Limitations of the evidence and research gaps
Key limitations highlighted by the review and relevant to trialists and funders:
– Small number of trials and events limit precision and power for clinically meaningful outcomes, especially mortality and neurodevelopment.
– Absence of long-term neurodevelopmental follow-up is a critical gap; survival alone is not an adequate endpoint in neonatal ventilation trials.
– Heterogeneous trial populations (mixed diagnoses) hamper disease‑specific inference; different pathophysiologies (e.g., diffuse alveolar disease vs localized obstruction) may respond differently to HFOV.
– Trials predate many contemporary CV strategies; head-to-head comparisons with modern CV (volume-targeted modes, lung-protective protocols) are needed.
– Standardization of ventilator settings, weaning criteria, sedation practices, and co-interventions (surfactant, inhaled nitric oxide, ECMO thresholds) will be essential in future trials to reduce confounding.
Recommendations for future research
Well‑designed randomized trials are needed with these design features:
– Adequate sample size to detect differences in mortality and powered co-primary outcomes that include long-term neurodevelopment (e.g., death or moderate-to-severe neurodevelopmental impairment at 18–24 months).
– Stratification by primary diagnosis (meconium aspiration, PPHN with parenchymal disease, pneumonia) to permit disease‑specific inference.
– Comparison of HFOV with contemporary CV strategies (volume-targeted ventilation, lung-protective algorithms) rather than older CV approaches.

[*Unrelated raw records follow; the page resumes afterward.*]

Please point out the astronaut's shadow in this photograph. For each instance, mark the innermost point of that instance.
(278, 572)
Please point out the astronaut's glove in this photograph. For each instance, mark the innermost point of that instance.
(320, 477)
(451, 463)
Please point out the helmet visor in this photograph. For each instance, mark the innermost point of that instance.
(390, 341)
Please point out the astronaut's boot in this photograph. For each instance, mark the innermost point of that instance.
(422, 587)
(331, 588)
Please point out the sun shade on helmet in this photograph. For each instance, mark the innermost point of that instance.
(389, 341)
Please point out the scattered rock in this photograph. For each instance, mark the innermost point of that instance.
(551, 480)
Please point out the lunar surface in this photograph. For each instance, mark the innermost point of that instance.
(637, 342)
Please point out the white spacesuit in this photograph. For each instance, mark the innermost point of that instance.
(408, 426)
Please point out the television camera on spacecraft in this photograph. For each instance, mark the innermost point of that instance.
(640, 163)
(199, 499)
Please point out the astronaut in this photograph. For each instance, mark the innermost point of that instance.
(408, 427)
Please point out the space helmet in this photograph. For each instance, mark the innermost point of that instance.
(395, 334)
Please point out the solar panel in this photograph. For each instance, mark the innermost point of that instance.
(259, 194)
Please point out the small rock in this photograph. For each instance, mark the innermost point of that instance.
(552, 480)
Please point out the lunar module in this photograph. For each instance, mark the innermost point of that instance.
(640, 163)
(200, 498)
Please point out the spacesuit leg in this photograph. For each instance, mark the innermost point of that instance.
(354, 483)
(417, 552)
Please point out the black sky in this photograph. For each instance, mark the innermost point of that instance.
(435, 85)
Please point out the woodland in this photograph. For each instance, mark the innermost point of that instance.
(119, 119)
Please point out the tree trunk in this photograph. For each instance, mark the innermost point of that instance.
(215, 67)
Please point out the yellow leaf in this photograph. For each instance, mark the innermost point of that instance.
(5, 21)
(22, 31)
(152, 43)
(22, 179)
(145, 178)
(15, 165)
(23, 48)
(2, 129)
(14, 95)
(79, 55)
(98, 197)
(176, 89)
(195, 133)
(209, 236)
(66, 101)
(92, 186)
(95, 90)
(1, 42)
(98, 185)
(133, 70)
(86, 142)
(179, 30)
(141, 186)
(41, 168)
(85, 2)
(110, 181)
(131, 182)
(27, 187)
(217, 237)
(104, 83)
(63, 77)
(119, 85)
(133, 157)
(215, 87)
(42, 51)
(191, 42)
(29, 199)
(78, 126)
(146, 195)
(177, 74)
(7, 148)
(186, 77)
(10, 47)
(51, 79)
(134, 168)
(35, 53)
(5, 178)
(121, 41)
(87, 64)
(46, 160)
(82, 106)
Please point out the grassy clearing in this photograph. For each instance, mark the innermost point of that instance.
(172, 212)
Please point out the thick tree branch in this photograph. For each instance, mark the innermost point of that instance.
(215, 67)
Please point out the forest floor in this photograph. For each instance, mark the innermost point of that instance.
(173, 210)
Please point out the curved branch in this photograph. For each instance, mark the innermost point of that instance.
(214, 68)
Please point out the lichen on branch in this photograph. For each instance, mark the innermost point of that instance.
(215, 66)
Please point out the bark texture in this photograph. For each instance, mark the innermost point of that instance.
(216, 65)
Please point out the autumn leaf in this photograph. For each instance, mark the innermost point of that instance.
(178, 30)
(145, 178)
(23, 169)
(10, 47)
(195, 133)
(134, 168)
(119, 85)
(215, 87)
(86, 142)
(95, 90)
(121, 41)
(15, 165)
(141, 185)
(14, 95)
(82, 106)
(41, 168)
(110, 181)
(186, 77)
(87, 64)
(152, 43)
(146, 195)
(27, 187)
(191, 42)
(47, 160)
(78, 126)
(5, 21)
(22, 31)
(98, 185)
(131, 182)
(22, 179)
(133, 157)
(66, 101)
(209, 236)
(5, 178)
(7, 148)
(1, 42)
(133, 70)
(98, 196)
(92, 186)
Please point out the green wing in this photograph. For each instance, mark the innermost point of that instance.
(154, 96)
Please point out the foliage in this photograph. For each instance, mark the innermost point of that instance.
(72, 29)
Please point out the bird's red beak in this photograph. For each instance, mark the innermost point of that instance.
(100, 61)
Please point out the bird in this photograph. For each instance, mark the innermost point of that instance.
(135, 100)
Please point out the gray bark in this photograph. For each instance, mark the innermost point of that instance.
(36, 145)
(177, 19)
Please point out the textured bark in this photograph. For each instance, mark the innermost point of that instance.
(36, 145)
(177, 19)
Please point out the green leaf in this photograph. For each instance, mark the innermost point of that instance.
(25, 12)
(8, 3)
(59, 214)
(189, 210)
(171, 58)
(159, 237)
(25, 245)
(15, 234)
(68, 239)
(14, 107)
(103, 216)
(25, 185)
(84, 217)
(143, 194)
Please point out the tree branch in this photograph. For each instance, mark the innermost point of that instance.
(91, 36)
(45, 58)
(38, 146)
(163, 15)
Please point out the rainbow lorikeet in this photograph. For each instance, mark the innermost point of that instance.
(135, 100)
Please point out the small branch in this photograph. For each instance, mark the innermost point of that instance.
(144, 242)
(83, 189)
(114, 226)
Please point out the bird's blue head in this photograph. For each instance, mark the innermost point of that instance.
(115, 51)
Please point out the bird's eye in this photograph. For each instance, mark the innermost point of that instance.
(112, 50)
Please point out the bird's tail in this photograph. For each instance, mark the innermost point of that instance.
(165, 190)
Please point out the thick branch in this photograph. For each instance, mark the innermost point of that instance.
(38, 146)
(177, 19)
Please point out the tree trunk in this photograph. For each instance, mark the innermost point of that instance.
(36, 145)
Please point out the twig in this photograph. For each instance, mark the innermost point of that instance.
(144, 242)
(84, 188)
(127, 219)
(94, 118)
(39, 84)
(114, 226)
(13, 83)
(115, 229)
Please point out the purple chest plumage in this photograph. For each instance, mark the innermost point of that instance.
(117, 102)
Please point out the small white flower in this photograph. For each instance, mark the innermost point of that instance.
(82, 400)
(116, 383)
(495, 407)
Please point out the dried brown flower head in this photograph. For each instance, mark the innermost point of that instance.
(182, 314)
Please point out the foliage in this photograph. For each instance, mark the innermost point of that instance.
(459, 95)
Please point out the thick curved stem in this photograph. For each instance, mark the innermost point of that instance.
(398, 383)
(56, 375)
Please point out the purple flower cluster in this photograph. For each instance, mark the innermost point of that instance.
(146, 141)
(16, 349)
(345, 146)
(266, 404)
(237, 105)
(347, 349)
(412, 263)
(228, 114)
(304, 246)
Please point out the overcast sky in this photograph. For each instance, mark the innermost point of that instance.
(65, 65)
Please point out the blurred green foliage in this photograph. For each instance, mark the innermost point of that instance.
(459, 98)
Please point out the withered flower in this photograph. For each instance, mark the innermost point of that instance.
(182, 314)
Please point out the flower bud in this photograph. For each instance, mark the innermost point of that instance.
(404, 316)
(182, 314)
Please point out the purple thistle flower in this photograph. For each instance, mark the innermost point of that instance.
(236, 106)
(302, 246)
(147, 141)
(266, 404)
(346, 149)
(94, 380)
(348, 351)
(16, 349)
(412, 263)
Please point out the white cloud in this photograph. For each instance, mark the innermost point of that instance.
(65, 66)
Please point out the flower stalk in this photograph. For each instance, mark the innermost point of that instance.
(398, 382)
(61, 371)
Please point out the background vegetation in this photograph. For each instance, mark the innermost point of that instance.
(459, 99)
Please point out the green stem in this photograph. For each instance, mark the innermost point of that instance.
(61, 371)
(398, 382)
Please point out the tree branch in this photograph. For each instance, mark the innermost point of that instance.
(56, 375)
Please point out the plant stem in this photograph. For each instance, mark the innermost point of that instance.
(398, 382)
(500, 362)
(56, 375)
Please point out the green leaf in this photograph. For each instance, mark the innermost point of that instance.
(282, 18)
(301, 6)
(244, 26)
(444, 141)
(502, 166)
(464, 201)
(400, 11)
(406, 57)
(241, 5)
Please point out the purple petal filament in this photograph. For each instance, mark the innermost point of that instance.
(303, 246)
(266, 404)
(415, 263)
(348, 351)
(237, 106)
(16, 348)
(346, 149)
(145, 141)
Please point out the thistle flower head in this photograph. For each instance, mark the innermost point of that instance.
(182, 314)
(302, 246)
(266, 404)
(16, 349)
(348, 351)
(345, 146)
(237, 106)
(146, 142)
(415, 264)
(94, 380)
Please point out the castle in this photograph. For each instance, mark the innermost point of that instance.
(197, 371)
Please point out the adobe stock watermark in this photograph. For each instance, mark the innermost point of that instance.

– Harmonized ventilator protocols, prespecified management of adjuncts (surfactant, inhaled nitric oxide), and core outcome sets including hemodynamic measures and parent-reported outcomes.
– Preplanned subgroup and safety analyses (hemodynamics, ECMO requirement, air leak) and long-term follow-up to at least two years.
Conclusion
The 2025 Cochrane update concludes that evidence is insufficient to support routine use of HFOV over conventional ventilation in term and near‑term infants with severe pulmonary dysfunction. There is a possible signal toward increased mortality with HFOV, but the estimate is imprecise and low certainty. Absence of data on neurodevelopmental outcomes is a major limitation. Until rigorous contemporary trials provide clearer answers, clinicians should individualize ventilation strategies, prioritize lung‑protective conventional ventilation, reserve HFOV for rescue or context‑specific indications, and consider enrolling patients in high‑quality randomized studies.

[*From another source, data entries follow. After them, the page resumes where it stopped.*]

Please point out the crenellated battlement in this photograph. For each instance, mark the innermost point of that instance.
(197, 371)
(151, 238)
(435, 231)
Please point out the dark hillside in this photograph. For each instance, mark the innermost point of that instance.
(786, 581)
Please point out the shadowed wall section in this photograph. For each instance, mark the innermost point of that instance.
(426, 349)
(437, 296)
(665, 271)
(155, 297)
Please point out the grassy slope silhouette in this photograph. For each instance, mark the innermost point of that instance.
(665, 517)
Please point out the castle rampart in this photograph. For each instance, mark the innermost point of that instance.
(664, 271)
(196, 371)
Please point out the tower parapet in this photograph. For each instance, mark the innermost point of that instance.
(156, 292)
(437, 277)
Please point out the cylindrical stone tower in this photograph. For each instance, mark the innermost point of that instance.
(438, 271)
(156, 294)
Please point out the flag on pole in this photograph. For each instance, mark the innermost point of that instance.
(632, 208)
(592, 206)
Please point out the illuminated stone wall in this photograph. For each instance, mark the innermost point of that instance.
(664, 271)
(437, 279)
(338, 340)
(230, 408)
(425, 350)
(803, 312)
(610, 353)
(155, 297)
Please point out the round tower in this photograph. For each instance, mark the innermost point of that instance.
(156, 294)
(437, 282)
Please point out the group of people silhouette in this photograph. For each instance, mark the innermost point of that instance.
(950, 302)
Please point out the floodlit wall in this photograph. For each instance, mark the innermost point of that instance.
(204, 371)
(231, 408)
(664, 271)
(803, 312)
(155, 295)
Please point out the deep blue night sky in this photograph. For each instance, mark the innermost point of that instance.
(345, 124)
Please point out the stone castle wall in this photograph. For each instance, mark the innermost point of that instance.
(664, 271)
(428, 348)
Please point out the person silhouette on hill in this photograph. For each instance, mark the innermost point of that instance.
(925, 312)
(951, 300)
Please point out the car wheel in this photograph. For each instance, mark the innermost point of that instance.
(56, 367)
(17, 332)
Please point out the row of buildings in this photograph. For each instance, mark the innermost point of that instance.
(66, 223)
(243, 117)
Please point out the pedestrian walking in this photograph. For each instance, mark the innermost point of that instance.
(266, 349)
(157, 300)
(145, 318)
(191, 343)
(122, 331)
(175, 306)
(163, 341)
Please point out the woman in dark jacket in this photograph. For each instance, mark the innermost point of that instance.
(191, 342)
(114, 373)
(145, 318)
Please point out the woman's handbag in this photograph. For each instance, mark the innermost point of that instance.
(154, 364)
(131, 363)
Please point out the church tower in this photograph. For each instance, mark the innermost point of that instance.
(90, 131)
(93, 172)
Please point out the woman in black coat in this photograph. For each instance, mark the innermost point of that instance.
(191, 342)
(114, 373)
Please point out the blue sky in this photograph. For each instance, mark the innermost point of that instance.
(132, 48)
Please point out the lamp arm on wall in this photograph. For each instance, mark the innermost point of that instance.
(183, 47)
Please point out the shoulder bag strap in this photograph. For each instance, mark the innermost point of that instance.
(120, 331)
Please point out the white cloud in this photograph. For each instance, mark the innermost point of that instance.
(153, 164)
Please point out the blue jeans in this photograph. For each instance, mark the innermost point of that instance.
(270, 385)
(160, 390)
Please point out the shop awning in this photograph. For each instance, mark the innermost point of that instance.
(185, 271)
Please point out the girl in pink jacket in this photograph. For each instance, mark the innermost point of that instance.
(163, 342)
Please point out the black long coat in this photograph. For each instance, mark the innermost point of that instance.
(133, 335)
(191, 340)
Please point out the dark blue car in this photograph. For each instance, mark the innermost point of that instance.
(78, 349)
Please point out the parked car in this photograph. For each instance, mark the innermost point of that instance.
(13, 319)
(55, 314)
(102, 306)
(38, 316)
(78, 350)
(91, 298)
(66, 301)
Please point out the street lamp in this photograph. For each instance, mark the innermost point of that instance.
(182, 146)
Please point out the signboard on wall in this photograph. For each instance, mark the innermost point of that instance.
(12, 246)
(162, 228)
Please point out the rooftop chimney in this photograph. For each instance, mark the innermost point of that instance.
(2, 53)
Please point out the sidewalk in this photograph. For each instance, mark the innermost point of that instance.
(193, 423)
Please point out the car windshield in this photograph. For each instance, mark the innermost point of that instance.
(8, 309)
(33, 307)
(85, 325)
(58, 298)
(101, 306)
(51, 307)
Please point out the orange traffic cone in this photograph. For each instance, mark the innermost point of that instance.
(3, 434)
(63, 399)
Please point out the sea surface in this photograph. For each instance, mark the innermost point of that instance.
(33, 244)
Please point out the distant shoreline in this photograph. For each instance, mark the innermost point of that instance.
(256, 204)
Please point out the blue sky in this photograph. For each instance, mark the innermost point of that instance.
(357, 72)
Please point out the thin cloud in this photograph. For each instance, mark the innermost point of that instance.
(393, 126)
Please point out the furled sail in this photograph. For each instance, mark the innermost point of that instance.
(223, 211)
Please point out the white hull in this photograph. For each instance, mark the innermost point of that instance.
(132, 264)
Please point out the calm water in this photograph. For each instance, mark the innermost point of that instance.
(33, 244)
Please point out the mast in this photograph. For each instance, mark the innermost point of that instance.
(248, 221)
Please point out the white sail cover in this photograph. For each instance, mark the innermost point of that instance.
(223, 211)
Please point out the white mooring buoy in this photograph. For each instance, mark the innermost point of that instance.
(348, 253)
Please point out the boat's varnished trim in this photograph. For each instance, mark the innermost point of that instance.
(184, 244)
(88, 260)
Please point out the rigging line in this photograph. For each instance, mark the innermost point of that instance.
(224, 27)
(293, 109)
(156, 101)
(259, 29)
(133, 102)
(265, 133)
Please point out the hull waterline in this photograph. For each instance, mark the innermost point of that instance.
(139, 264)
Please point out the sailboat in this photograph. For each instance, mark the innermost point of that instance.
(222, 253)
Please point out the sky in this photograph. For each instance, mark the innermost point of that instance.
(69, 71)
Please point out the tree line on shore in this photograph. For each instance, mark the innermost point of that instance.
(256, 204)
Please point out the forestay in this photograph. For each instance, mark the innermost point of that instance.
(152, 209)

Funding and trial registration
The Cochrane review (Phattraprayoon et al., 2025) had no dedicated funding. Individual trials included in the review may have had their own funding; readers should consult the original trial reports for details. There remains an urgent need for randomized trials registered in clinicaltrials.gov or other international registries comparing HFOV with modern volume‑targeted conventional ventilation in term/near‑term infants with predefined long‑term outcomes.
References
1. Phattraprayoon N, Ho JJ, Fiander M, Priyadarshi M. High-frequency oscillatory ventilation versus conventional ventilation for infants with severe pulmonary dysfunction born at or near term. Cochrane Database Syst Rev. 2025 Nov 11;11(11):CD002974. doi: 10.1002/14651858.CD002974.pub3. PMID: 41216897; PMCID: PMC12604084.
(Note: clinicians should consult the full Cochrane review and individual trial reports for trial‑level details, ventilator settings, and supplementary analyses.)